The immediate benefits of these solutions can be substantial. The problem is that until you have everything connected through search, there will still be situations where users cannot find something that they are looking for but that they know is out there. There are other confidence issues that relate to governance, timeliness, etc. These issues have a real impact on "search confidence", frustrating users and driving down usage and adoption.

The following is a short list of confidence factors:

  • Existence: "Is it really not there, or am I just not able to find it?"
  • Relevance: "Am I finding the best results, or are there gems buried many pages down?"
  • Governance: "Am I not seeing it because I do not have the correct authority?"
  • Governance (negative): "I see something that I am not comfortable with. Should I really be allowed to see this?"
  • Timeliness: "This looks really old / out of date. Is this the most recent information?"
  • Archived Information: "I know when I saw this a month ago is said something different? What did it used to say?"

The good news is that most of these issues can be mitigated with improved user experience.
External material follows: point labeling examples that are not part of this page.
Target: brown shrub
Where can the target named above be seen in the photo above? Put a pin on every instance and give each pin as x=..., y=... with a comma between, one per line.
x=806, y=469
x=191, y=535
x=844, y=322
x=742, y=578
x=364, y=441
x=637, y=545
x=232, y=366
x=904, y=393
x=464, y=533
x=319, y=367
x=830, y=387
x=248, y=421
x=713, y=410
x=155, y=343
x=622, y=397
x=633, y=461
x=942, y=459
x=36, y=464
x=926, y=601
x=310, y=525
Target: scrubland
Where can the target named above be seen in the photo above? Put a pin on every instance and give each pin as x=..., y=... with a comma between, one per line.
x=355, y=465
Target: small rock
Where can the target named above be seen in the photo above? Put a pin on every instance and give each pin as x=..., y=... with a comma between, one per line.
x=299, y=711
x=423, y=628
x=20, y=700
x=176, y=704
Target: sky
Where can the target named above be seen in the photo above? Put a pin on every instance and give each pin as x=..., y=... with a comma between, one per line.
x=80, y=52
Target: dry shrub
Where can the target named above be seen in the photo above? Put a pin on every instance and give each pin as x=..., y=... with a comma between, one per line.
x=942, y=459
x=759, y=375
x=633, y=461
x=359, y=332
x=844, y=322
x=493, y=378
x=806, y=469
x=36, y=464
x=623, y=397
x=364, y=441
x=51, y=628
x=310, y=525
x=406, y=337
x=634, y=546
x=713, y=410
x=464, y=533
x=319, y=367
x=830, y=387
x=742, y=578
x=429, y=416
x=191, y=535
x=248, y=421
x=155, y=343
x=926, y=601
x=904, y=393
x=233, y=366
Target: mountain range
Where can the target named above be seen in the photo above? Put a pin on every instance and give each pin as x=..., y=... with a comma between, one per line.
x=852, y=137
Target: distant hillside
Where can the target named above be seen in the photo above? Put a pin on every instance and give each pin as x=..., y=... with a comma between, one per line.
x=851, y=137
Also, some of the search tools provide features that can help as well. Below is a brief list of suggestions to address each confidence factor and help improve search confidence:


Provide a list (non-technical) of what is being searched (Portal Content, HR Information) and perhaps specifically what is not being searched (Financial Information). You may want to include when the "not searched" systems will be made available. You may want to provide this information in a separate window, perhaps something that can be expanded and collapsed. You may want to be more obvious with this information when search results are low or empty.


This is where most search vendors do really well. Allowing end users to add tagging to content items, documents, etc. will really increase relevancy. As hard as content authors accurately try to pre-tag there will always be ways of using information that was not considered at the time of creation. Search tools also provide relevance ranking tools that allow end user participation.

These tools cannot be understated. You are leveraging the power of your entire organization (crowd sourcing) to improve the "locatability" and relevance of enterprise data and content.


Showing secured results, even just titles, to users without proper authority is never recommended. A ton of information can be communicated in a document title (consider, "2010 Reduction in Force Plan.doc"). The opposite issue can also occur, "Am I seeing something I should not be seeing?"

Both of these issues can be solved in the same manner. The first approach is the same as the Existence steps above; providing a source list. The second is to provide a list of groups that apply to the user (Employee, Manager, Evaluator). You may consider listing a subset of common user groups that this person is not a member of (HQ Users).

Lastly, you can assign a secure icon to search results that have some level of security applied. Then, either with something subtle like a mouse hover on the secured icon or with something more explicit like "why am I seeing this", you can indicate exactly how this data is secured.

Timeliness and Archived Information

Locating out-of-date documents is a very common issue, and is one that can complicate downstream processing as well.

Most content management systems allow for start and end dates for content and documents. They also allow for content and document archiving. However, in both cases there is real work in making sure that the portal / intranet interface and the search engine handle this information accurately.

There are some advanced tools within the search engines that can help as well. For instance Vivisimo's Velocity search engine provides a chronological result of like content.

The above recommendations are not difficult to implement and can greatly increase end user confidence in the tools you are providing. These recommendations should be included in the initial launch when search is most likely to be limited to a few systems and when user perception will be set. Once a user population loses confidence in a system it can be very hard to get it back.